“St. James” is an exhibition I curated with works by Enrico Boccioletti, Guendalina Cerruti, Marion Goix, Gianandrea Poletta, Margherita Raso, Riccardo Sala and Massimo Vaschetto.
It happened in Menaggio (CO), Italy, on June 26, 2016.
Below there is my text and the amazing installation views shot by Beppe Raso.
A phone call kept resonating in my ears. The voice of an excitement for renewal muffled with the unavoidability of that same decision. It is better now than later, I am told. My heart gifted me with an extrasystole: the future was dragging the present while capturing the past into a precise day.
It was not even a day, but only a handful of hours. If I assume the distinction between content and form, I have to say that I knew the former but not the latter. This partiality informs St. James.
Embracing a frantic temporal structure of weekly updates about a place which setting has been familiar for a long time, St. James dwells in that structure’s precarity and discontinuity. It rises at a distance, via molecules of affections and bits of information. A last ditch effort of modernity–actually, the modernisation of an XVIII century Palazzo on the lake of Como–towards a future of permanent precarity.
Yet, in the long run, would that not be another stability?
– I have been distant and yet not. Can you see it?
– Sorry, I cannot see but feel it. The red cardinal carpet has already been pulled away from my feet.
Swiftly it turned into a mythopoetic contagion, echoing and nurturing its own duration. The house is an organism–an autonomous, automated system for the reproduction of itself at a microscopic level. However, I cannot acknowledge it from the outer, coral pink cladding. It requires me to get closer and eventually to get in it, as from the outside it remains opaque. Perhaps it is only my skin–the cladding of my body–which is truly transparent. Sometimes it takes to the surface what is going on underneath: an ongoing splitting and merging and flowing and fetching and adding and flowing and deleting and.
Please excuse the somehow apocalyptic tone
What is your shelter then?

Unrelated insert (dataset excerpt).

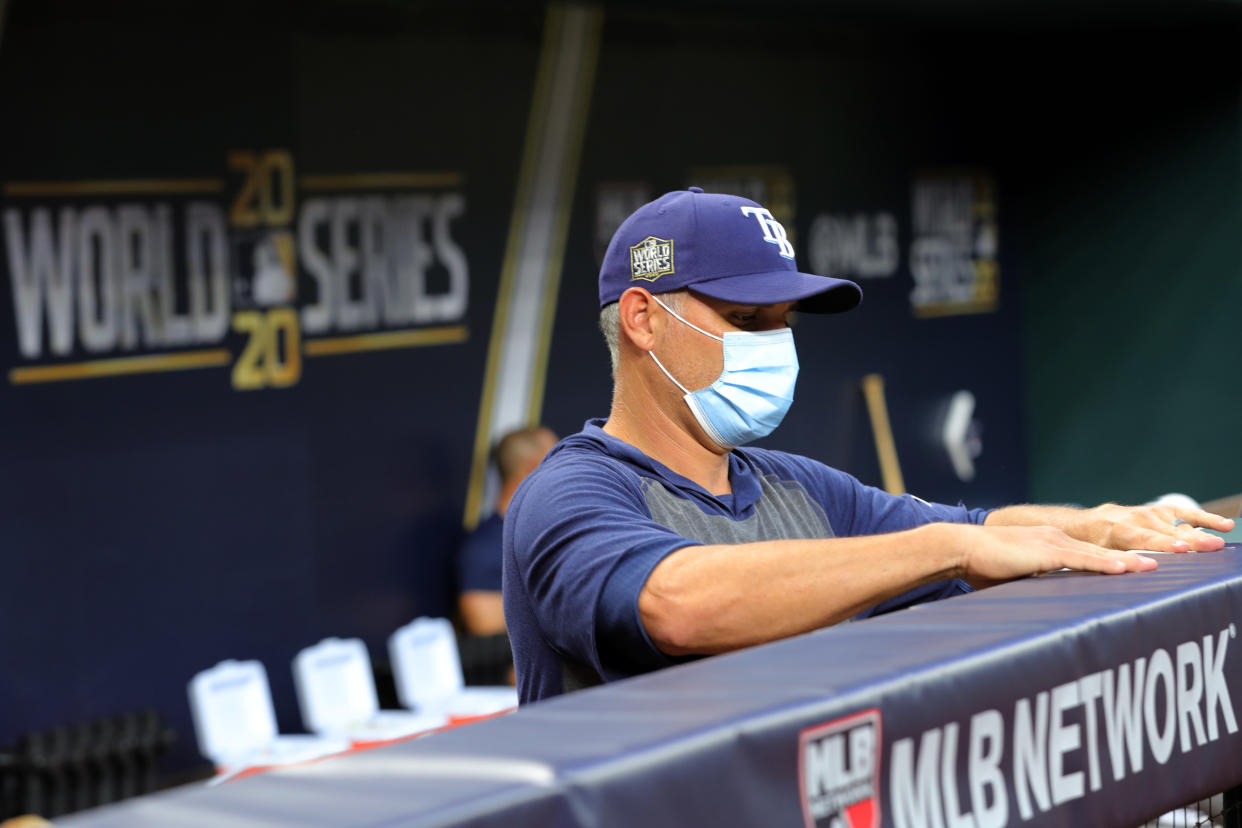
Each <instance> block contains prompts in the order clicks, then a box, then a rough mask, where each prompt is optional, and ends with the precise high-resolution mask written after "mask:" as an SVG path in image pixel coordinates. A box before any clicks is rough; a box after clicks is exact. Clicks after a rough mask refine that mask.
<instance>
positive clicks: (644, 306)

How do you build your nest where to curl yourself up? Does it look like a fleshy fortress where to keep your kernel safe? I have in mind that little, brick red dog that once Francis Alÿs painted. Or the way in which a community of penguins keeps itself warm. Something saturating the space, filling its horrors.

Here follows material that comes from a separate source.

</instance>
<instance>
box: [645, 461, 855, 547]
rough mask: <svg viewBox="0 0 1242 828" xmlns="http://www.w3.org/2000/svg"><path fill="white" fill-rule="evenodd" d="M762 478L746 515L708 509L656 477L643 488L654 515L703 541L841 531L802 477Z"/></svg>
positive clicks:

An organised action towards an exploration of an interiors’ intimacy. But the desire to bring something closer–a memory to my mind, a texture to my skin, a smell to my nostrils, a lover to my love–chips my vision away. I embrace my ineffectuality in its articulation and I close my eyes. It is not a matter of visibility though, rather of inhabiting an infrathin, an interval of presence/absence/presence/absence ad infinitum.
So please hun, try not to indulge in haptic lusts. They carry a fetish drive. They are an effacement of distance through an enhancement of desire and a sanitisation of participation. Beyond pornography. I want art objects resisting a dispersion of attention, care, and adherence.
It is not life. It is an exhibition. So how to take a position? How to create the visible without ending up onto obliging somebody to look at a surface, i.e. an image? When does a synaesthesia become problematic? When does friendship become a hindrance for a project?
Why effacing to be afraid or scared? Why taking the distance from an image? Why staring at it for 3 secs? How long will I stare at them? How will I react to them?
Sunderland votes to LEAVE. Newcastle Upon Tyne votes to REMAIN. I watched the EU Referendum “page updates automatically” on the BBC website. Broxbourne votes to LEAVE. Swindon votes to LEAVE–oh, that is where my flatmate comes from. Kettering votes to LEAVE.
I shivered hearing the triumphal cry of the LEAVE voters.
As for the owner of the Palazzo and his family, St. James has been an umbrella term for a life plan of care and solidarity–notwithstanding how tentative that project might have been. They cannot have an optimistic vision nor they can resign nor they can recommend you not to panic. Rather, the works within St. James collectively find each other in that same adventurous precarity.